When time is of the essence, controls could become sloppy. Government contracts could be awarded recklessly, injuring public interest.

So many questions are now asked of a P100 million contract awarded to clean up the oil spill threatening the livelihood of fishermen in northern Iloilo province. The contract appears to have been awarded recklessly and, as a consequence, the cleanup, if it happens at all, might be improperly done.

On Nov. 8, as Typhoon Yolanda lashed through the Visayas, Power Barge 103, moored off Estancia, Iloilo, was grounded by strong winds. The grounding resulted in damage to the hull of the power barge. Tens of thousands of liters of bunker fuel began spilling out to the sea.

The PSALM announced bidding for the cleanup of the spill soon after. The bidding happened on the evening of Nov. 20. Two bidders qualified for the bid.

After the first round of bidding, the first of the two bidders was disqualified for lack of key documents pertaining to the bid. The second was also disqualified for submitting a bid above the approved budget of P96.8 million for the cleanup job. That round of bidding was declared a failure.

Because of the emergency nature of the cleanup job, a second round of bidding was scheduled just 30 minutes after the first. That was barely enough time for the two original bidders to correct their submissions.

As a concession to the bidders, the budget for the project was raised to P100 million, exclusive of VAT. The Terms of Reference were likewise amended to allow the winning bidder to adjust the price for the contract as work proceeds.

On the second round of bidding, a third bidder came in and won the bid. This third bidder was Kuan Yu Global Technologies.

According to SEC documents, Kuan Yu Global Technologies was previously registered as Maxx Ionized Alkaline Water, Inc. Its 2013 General Information Sheet says the firm has paid up capital of only P62,500 and assets of only P75,000.

Immediately, serious questions were raised. Why was Kuan Yu allowed to participate in the second round? Why were the COA representatives present in the first round of bidding and not on the second? What happened to the post qualification proceedings where the bids and awards committee would evaluate the financial and technical competence of the winning bidder.

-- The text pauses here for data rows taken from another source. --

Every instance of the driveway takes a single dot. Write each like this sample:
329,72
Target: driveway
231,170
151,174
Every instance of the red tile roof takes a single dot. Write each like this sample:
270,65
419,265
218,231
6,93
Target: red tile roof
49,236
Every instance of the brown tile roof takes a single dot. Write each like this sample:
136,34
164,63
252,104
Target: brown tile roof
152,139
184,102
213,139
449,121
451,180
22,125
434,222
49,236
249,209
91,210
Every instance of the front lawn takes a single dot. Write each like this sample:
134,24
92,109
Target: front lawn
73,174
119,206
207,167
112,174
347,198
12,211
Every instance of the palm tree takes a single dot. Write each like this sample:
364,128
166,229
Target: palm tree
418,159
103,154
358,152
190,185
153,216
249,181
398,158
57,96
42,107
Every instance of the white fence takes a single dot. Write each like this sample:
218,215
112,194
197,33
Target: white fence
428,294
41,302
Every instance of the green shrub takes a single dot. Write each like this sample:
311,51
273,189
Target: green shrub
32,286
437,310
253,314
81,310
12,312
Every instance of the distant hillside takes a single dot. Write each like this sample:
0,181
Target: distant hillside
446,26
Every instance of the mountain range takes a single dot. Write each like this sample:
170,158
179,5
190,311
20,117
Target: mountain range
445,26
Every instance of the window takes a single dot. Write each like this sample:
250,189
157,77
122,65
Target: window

Kuan Yu explains their representatives arrived late for the first round of bidding and were thus excluded. That does not answer the question: If they were disqualified, why did they hang around to participate in the second bidding? Did they know the initial bidding process would fail?

The COA, for its part, says that since the process was getting late into the night, its representatives went home. At any rate, they were there merely as observers and were not integral to the process. Fine.

The very next morning (Nov. 21), the PSALM bids and awards committee (BAC) convened to evaluate the winning bidder. They recommended disqualification of Kuan Yu because the company did not have the financial capacity to undertake the project.

On the afternoon of the same day (Nov. 21), quite oddly, Senate President Franklin Drilon announced that PSALM awarded the cleanup contract to Kuan Yu. Nothing was heard since about the BAC recommendation to disqualify Kuan Yu for having insufficient financial resources to credibly undertake the project.

According to the company’s filings with the SEC, the company’s industry classification is “collection, purification and distribution of water.” The company likewise reported its business address as Lot 25, FTI Complex, Western Bicutan, Taguig City. No such company holds office in that area, a detail that calls up the practices of the Napoles NGOs.

As required by the contract, the supposedly winning bidder did deploy to the site of the oil spill a couple of days after award.

A check on the oil spill site showed several pieces of equipment of the Coast Guard Marine Environment Protection Command (MEPCOM) being used. It turns out, the president of Kuan Yu used to be a former officer of this unit.

When a team from the Department of Health visited the site of the oil spill, they were alarmed that the people hired for the cleanup job were not wearing any protective gear. It turns out, they were local residents hired to clean up the oil spills using dirt rags, plastic pails and tin cans.

Instead of oil spill booms, the firm had deployed used tire interiors. To make matters worse, the grounded barge continued to spill its deadly fuel content. Elsewhere, oil spills are cleaned up using hi-tech equipment and proper solvents. Not in this case.

Good luck to the Ilonggo fishing communities threatened by this calamity.


I have written in this space about the incredible business model evolved by Mighty Corp. that allowed the company to sell cigarettes at P1 per stick and still come off with a profit.

In response, Might sent me a letter explaining that unlike their foreign competitors, they do not pay royalties abroad, are not required to shell out branch profit remittance and hire no foreign consultants. Therefore, the company is able to price their products at just over P14 per pack wholesale so that Filipinos get the chance to “enjoy international grade cigarettes without burning holes in their pockets.”

They deny that revenue agencies are investigating their company and insist there is not a shred of proof of revenue losses to government. The company will reveal their production data only if the revenue agencies say there has been wrongdoing.

Fine. I remain as impressed as ever with their business model.